Un
día, el chispeante e imaginativo narrador Georges Perec tuvo una idea, tan
sorprendente como casi todas las suyas: escoger doce lugares de París que
estuvieran relacionados con algún aspecto de su vida y reunirlos en un proyecto,
que consistía en escribir todos los meses dos textos sobre uno de esos lugares,
repitiendo la experiencia durante doce años. Cada mes, los dos escritos
quedarían protegidos en un sobre lacrado por el propio autor. Esta singular
experiencia comenzó en 1969. Y calibró que, cuando por fin se abriesen los
sobres en 1980, el mosaico mostraría un detallado mapa mental y emocional, un
laberinto y un retrato. Obviamente, hablamos de una aventura, hablamos de un
juego, hablamos de un experimento. Pero es que hablamos de Georges Perec, quien
hizo de la aventura, del juego y del experimento unas herramientas
imprescindibles para entender su entorno y entenderse a sí mismo.
Alguien,
guiado por un sentido trascendente de la literatura o de la vida, podrá
argumentar que el volumen está construido enteramente con fruslerías.
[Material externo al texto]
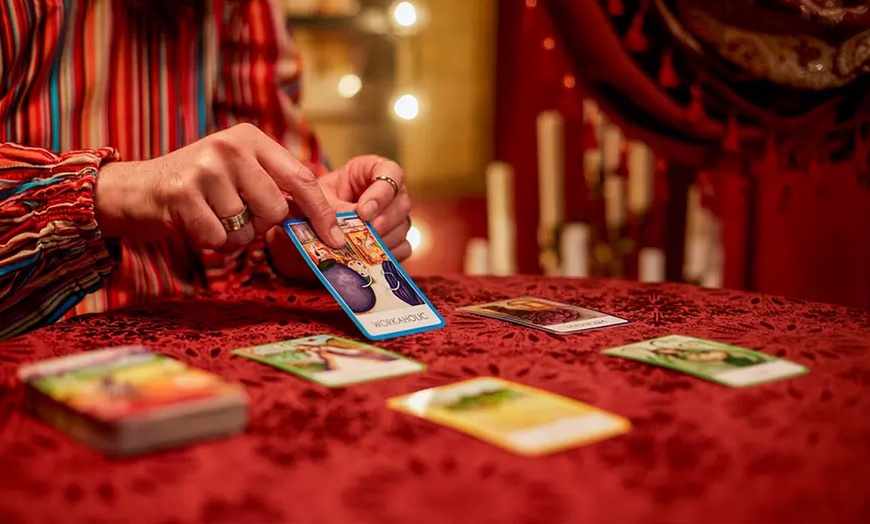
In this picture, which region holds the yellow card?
[387,377,631,455]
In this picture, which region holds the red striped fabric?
[0,0,324,338]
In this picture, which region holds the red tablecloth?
[0,277,870,523]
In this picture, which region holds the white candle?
[538,111,565,240]
[486,162,516,275]
[683,184,707,282]
[604,174,626,229]
[628,140,655,216]
[638,247,665,282]
[601,124,622,172]
[560,222,592,277]
[465,238,489,275]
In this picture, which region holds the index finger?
[357,157,405,220]
[250,135,345,249]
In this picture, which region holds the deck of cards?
[13,213,808,456]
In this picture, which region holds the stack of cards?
[233,335,426,388]
[19,346,248,455]
[459,297,628,335]
[387,377,631,455]
[284,213,444,340]
[603,335,809,387]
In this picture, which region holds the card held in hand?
[233,335,426,387]
[387,377,631,456]
[284,213,444,340]
[458,296,628,334]
[603,335,809,387]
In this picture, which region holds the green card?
[233,335,426,388]
[602,335,809,387]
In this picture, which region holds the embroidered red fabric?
[0,277,870,523]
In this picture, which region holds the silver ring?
[372,175,399,195]
[218,206,251,233]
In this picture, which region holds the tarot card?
[387,377,631,455]
[233,335,426,387]
[459,296,628,334]
[284,213,444,340]
[603,335,809,387]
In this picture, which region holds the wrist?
[94,162,128,239]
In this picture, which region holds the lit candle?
[601,124,622,172]
[628,140,655,216]
[604,173,626,229]
[560,222,591,277]
[465,238,489,275]
[486,162,516,275]
[638,247,665,282]
[538,111,565,242]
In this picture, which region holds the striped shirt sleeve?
[0,143,118,340]
[204,0,328,289]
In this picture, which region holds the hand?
[94,124,345,250]
[266,155,411,279]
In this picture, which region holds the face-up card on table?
[387,377,631,455]
[233,335,426,387]
[603,335,809,387]
[284,213,444,340]
[459,296,628,335]
[18,346,248,455]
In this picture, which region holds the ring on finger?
[218,206,251,233]
[372,175,399,195]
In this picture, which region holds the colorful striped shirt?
[0,0,325,339]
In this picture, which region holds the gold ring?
[375,175,399,195]
[218,206,251,233]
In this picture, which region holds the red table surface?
[0,277,870,523]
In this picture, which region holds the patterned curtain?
[540,0,870,184]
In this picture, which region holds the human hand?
[94,124,345,250]
[266,155,412,279]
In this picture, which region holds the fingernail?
[363,200,378,220]
[329,226,345,246]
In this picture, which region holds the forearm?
[0,144,117,339]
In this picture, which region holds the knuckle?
[187,159,225,187]
[263,198,290,223]
[162,177,200,209]
[196,226,227,249]
[231,122,262,135]
[207,133,239,155]
[293,164,320,190]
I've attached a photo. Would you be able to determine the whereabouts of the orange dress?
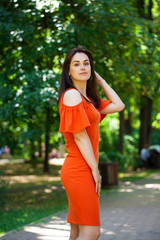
[59,89,111,226]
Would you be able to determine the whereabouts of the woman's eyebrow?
[73,59,89,63]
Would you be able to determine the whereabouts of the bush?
[0,173,9,210]
[99,152,111,164]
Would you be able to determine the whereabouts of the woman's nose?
[81,64,85,69]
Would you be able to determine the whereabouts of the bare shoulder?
[63,89,82,106]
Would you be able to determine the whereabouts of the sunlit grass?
[118,169,160,182]
[0,163,160,234]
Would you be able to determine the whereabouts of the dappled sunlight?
[7,175,61,185]
[24,219,70,240]
[118,188,133,192]
[144,183,160,190]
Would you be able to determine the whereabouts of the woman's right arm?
[63,89,101,195]
[73,129,101,195]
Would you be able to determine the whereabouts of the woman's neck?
[74,82,87,96]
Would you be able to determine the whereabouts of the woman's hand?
[92,167,101,196]
[94,71,104,86]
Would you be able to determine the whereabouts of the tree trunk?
[30,141,36,165]
[118,111,124,153]
[139,0,153,152]
[38,136,42,157]
[124,111,132,135]
[139,97,152,152]
[44,107,51,173]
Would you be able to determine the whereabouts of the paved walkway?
[0,173,160,240]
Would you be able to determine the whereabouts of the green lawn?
[0,161,159,234]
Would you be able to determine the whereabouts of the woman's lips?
[80,72,87,74]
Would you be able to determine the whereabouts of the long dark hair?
[58,46,100,108]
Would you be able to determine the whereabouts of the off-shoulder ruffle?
[98,98,112,122]
[59,101,91,133]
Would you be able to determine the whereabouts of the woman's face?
[69,52,91,83]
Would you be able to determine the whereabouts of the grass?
[0,163,159,234]
[118,169,160,182]
[0,164,67,234]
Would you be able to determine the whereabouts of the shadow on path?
[0,173,160,240]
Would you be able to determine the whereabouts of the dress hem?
[67,220,101,226]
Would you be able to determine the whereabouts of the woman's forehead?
[71,52,89,62]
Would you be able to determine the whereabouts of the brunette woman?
[59,47,125,240]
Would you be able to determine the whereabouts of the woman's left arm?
[95,72,125,114]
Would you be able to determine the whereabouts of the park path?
[0,173,160,240]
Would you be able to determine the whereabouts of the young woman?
[59,47,125,240]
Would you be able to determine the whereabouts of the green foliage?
[0,173,9,210]
[0,0,160,168]
[99,152,111,164]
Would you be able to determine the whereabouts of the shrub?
[0,173,9,210]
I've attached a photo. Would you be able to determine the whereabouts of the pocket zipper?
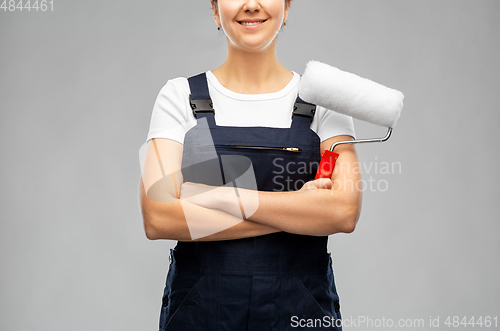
[215,145,301,152]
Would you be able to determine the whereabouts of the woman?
[140,0,361,331]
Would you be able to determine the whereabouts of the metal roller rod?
[330,128,392,152]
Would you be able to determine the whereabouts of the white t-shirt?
[146,71,354,144]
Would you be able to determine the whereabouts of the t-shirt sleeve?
[146,77,196,144]
[312,106,356,141]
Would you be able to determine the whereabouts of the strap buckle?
[292,102,316,120]
[189,94,214,117]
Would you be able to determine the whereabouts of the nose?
[243,0,260,12]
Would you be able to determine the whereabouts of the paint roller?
[299,61,404,179]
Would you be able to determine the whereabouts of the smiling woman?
[139,0,361,331]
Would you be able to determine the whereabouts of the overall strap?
[188,72,215,126]
[290,96,316,129]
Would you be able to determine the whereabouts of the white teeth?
[240,21,264,25]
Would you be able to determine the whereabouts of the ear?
[210,1,220,26]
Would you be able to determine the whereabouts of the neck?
[212,39,293,94]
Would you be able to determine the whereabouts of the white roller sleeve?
[299,61,404,128]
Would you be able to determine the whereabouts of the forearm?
[244,189,360,236]
[181,179,361,236]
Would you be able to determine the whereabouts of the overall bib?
[160,73,342,331]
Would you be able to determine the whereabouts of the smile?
[238,20,267,25]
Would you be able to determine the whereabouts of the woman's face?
[213,0,289,51]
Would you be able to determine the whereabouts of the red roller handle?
[314,149,339,179]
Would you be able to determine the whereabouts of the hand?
[299,178,333,191]
[180,182,242,218]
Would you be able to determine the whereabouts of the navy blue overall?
[160,73,341,331]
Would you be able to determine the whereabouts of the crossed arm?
[139,136,361,241]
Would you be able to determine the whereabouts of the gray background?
[0,0,500,331]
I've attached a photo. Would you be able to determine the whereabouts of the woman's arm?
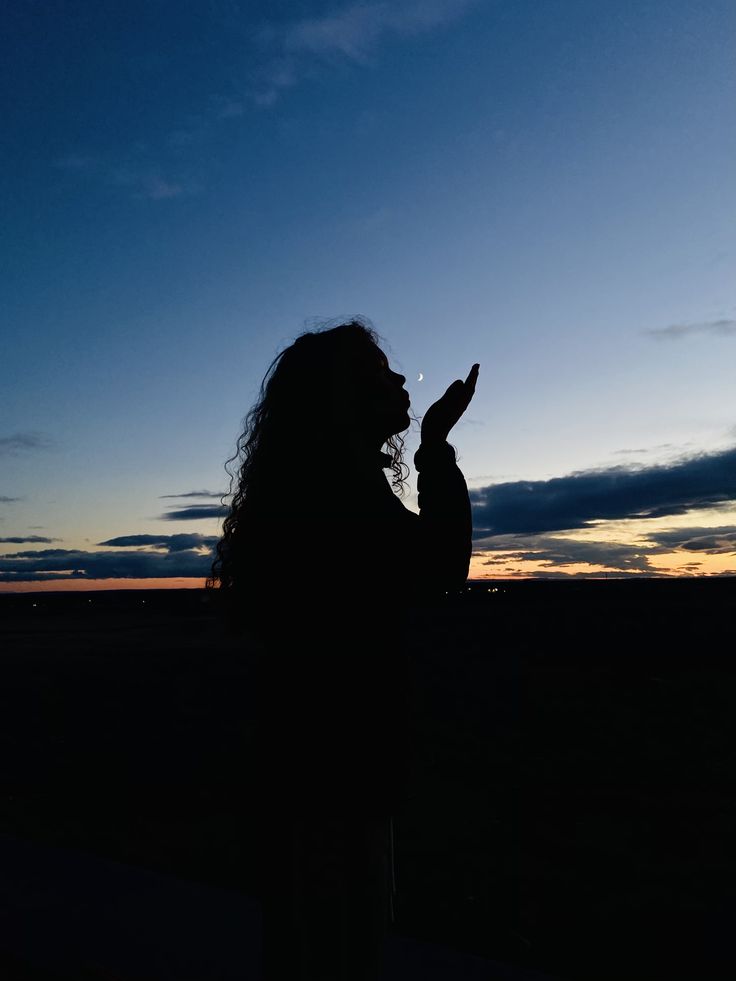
[414,442,473,591]
[414,364,480,590]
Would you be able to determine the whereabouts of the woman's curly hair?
[206,319,409,596]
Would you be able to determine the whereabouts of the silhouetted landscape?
[0,578,736,981]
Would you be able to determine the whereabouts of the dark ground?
[0,579,736,981]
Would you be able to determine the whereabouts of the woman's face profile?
[355,346,411,444]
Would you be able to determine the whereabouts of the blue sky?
[0,0,736,588]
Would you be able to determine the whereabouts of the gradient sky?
[0,0,736,589]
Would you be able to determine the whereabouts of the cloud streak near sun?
[470,447,736,539]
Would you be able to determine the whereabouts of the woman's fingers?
[465,364,480,395]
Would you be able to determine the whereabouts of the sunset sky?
[0,0,736,590]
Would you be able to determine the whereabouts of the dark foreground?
[0,579,736,981]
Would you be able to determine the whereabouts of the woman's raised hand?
[422,364,480,443]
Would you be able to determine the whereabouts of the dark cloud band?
[470,447,736,539]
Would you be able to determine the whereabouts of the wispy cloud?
[0,432,55,456]
[55,151,194,201]
[159,491,224,500]
[486,535,652,572]
[159,504,230,521]
[107,166,196,201]
[97,534,218,552]
[470,447,736,539]
[0,535,61,545]
[0,548,212,582]
[648,525,736,555]
[251,0,479,106]
[644,320,736,341]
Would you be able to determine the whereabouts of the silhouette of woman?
[208,320,479,981]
Concedido: es así. Nada que objetar. El parisino nos habla de lugares diminutos
donde toma un café o come salchichas, de amigos anónimos que acabaron
trabajando en profesiones pequeñas, de calles con basura, de conversaciones de
barra que duraron un par de minutos y que estuvieron impregnadas de banalidad,
de paseos silenciosos por calles solitarias, de amigos y amigas a quienes se
tragó el olvido, de habitaciones donde durmió o escribió, de aquella vez que
estuvo escuchando el canto de miles de pájaros, de cuando lo sorprendió el
ruido de los furgones antidisturbios en Mabillon, de cuando constató que habían
renovado la escalera mecánica en la estación Monge, e incluso de pequeñas
mezquindades literarias (“Soy envidioso, soy mala persona; la gloria de Sollers
(o de Le Clézio) me quita el sueño”, p.233)… Sí, desde luego, no será necesario
seguir enumerando más pequeñeces: admitido. Totalmente admitido. Pero
convendría recordar que nuestra vida (digamos que, al menos, el 90% de nuestra
vida) es eso: cosas diminutas, seres diminutos, charlas diminutas, alegrías y
penas diminutas. Horas o días sin pena ni gloria. Con su anotación meticulosa,
Perec está consignándose. Y lo hace por una razón muy contundente, que
el autor nos deja anotada en la página 268: “No quiero olvidar. Tal vez ese sea
el eje central de este libro”. Con esa clave debemos leer el tomo.
En
este descomunal trabajo editorial, que traduce Pablo Martín Sánchez y que
incluye un preámbulo de Sylvia Richardson y un prólogo de Claude Burgelin, amén
de la espectacular introducción y las notas de Jean-Luc Joly, el imprevisible
Perec anota miles de detalles de su propia vida, miles de anécdotas, miles de
recuerdos, miles de pormenores topográficos o espirituales. Y el proyecto resulta
tan inaudito como seductor. Mención aparte (y un enorme aplauso) suscitan las fotografías
y las notas que enriquecen esta fastuosa entrega editorial: un prolijo y
esclarecedor esfuerzo donde se nos suministran muchos detalles sobre las
personas mencionadas o los avatares vitales del autor. Impagable luz que nos
sirve para entender esta vidriera literaria, esta playa llena de guijarros
coloreados a la que ahora con admiración llamamos Georges Perec.
No lo duden los amantes de sus libros: Lugares debe estar en sus bibliotecas.